Commercial banks and other financial institutions need to beef up their ability to detect and protect themselves against risks like the credit and mortgage debacles, Federal Reserve Chairman Ben Bernanke said Thursday.

The trio of crises — housing, credit and financial — have exposed weaknesses in financial firms’ ability to sufficiently detect and hedge against risks. Banks and other financial players have racked up multibillion-dollar losses when investments in complex mortgage-backed securities soured with the collapse of the housing market. Credit problems in housing quickly spread to other areas, intensifying the turmoil.

“Improvements in banks’ risk management will provide a more-stable financial system by making firms more resilient to shocks,” Bernanke said in prepared remarks to a Federal Reserve banking conference in Chicago.
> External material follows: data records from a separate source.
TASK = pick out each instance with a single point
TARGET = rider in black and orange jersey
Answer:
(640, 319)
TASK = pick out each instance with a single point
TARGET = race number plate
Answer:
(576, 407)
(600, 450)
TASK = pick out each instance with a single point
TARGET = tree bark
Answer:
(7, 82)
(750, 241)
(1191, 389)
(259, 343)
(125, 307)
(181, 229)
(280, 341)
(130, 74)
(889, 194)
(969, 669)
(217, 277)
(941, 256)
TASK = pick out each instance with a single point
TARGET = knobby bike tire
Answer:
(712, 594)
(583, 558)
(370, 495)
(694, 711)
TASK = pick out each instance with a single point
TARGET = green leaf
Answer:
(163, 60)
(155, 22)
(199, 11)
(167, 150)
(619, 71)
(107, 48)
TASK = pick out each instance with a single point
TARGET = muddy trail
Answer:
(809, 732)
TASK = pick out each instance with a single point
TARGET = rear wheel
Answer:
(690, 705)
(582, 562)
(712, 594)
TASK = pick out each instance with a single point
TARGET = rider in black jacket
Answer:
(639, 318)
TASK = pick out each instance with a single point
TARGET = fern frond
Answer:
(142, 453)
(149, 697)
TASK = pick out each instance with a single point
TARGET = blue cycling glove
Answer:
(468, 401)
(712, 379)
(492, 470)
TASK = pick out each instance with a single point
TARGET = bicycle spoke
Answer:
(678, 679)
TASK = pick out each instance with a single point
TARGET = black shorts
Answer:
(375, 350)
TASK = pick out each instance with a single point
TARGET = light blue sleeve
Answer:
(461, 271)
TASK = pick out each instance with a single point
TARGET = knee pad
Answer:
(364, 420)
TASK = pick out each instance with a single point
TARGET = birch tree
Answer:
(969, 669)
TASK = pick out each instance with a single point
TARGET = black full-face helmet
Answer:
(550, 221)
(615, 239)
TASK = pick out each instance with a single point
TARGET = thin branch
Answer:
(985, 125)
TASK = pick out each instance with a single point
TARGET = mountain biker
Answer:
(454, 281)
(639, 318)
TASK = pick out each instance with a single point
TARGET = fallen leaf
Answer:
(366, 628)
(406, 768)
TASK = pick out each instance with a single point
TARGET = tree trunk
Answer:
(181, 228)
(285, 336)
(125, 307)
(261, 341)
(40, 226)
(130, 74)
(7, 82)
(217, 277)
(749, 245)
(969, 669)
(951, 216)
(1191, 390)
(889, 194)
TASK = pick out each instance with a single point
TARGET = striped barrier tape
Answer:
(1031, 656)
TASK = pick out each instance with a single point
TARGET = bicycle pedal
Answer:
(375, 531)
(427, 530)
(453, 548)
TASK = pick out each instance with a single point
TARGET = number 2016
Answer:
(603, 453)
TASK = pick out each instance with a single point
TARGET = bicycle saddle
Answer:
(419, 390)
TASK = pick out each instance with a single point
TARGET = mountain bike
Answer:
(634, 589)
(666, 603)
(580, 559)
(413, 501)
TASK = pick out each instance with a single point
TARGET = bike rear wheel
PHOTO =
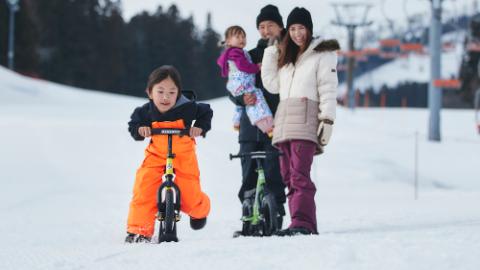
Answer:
(270, 215)
(168, 227)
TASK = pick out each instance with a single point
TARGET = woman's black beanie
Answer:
(301, 16)
(270, 13)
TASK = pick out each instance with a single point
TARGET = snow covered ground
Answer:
(68, 165)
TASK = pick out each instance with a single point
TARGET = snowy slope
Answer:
(413, 68)
(68, 165)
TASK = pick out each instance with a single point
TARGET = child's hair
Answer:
(233, 31)
(163, 72)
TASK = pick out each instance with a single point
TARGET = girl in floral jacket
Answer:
(237, 65)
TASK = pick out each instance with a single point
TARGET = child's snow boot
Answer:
(130, 237)
(198, 223)
(143, 239)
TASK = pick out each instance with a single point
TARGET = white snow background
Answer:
(68, 166)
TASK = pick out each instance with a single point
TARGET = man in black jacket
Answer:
(270, 26)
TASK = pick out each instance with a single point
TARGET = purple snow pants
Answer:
(295, 165)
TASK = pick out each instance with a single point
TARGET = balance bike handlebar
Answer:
(256, 154)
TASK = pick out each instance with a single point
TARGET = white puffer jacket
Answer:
(311, 82)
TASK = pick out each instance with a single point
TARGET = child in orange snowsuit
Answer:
(167, 108)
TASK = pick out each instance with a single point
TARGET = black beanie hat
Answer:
(301, 16)
(270, 13)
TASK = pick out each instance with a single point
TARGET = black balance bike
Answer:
(168, 197)
(260, 215)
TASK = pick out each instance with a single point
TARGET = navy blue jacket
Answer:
(185, 109)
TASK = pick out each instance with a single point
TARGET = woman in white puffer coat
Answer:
(304, 72)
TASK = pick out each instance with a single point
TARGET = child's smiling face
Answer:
(164, 94)
(239, 41)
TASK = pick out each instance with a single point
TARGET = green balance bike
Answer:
(260, 215)
(168, 196)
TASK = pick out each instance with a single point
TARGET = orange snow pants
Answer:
(193, 202)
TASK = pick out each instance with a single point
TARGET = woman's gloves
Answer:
(324, 131)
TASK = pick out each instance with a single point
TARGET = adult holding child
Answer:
(303, 71)
(251, 138)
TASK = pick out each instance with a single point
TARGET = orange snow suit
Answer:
(193, 202)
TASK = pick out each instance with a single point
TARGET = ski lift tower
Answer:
(434, 92)
(13, 5)
(351, 16)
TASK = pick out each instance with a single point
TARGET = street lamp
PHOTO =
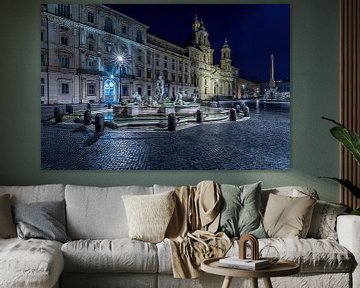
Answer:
(120, 60)
(243, 86)
(217, 91)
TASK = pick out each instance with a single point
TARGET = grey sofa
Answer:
(102, 255)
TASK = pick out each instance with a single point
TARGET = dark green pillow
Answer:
(43, 220)
(240, 213)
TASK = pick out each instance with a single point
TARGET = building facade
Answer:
(93, 54)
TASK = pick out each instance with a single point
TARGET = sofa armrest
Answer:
(348, 229)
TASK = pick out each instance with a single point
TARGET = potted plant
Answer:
(351, 141)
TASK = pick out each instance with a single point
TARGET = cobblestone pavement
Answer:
(257, 143)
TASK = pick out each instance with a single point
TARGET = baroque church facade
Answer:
(93, 54)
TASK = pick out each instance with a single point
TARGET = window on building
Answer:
(125, 90)
(108, 27)
(64, 88)
(64, 61)
(91, 17)
(42, 88)
(91, 64)
(109, 68)
(139, 55)
(64, 40)
(63, 10)
(123, 29)
(139, 36)
(43, 59)
(166, 75)
(91, 89)
(148, 73)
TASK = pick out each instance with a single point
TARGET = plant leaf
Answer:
(347, 184)
(349, 139)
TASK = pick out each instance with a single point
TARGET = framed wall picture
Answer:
(198, 87)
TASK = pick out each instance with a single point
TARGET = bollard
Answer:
(232, 116)
(171, 122)
(87, 117)
(199, 117)
(69, 109)
(58, 115)
(99, 123)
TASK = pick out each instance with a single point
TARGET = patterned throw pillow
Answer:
(43, 220)
(323, 223)
(149, 215)
(240, 213)
(7, 226)
(288, 217)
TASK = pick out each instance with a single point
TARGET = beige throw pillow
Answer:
(7, 226)
(288, 217)
(149, 215)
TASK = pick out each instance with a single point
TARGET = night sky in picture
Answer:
(253, 31)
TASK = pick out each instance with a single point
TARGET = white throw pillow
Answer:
(149, 215)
Banks need to improve upon efforts to identify and measure risk, value their assets and liabilities, and prepare for “liquidity” disruptions, when access to cash or the ability to smoothly buy and sell can be impaired, the Fed chief said.

Regulators also need to bolster their oversight, Bernanke said.

“It is clear that supervisors must redouble their efforts to help organizations improve their risk-management practices,” Bernanke said. “We have focused on the institutions in most need of improvement, but we will continue to remind the stronger institutions of the need to remain vigilant, particularly in light of the ongoing fragility of market conditions,” he added.

Bernanke also called upon banks and other financial institutions to step up efforts to raise capital.

“Importantly, capital raising and balance sheet repair allow for the extension of new credit, which supports economic expansion,” he said. “I strongly urge financial institutions to remain proactive in their capital-raising efforts. Doing so not only helps the broader economy but positions firms to take advantage of new profit opportunities as conditions in the financial markets and the economy improve.”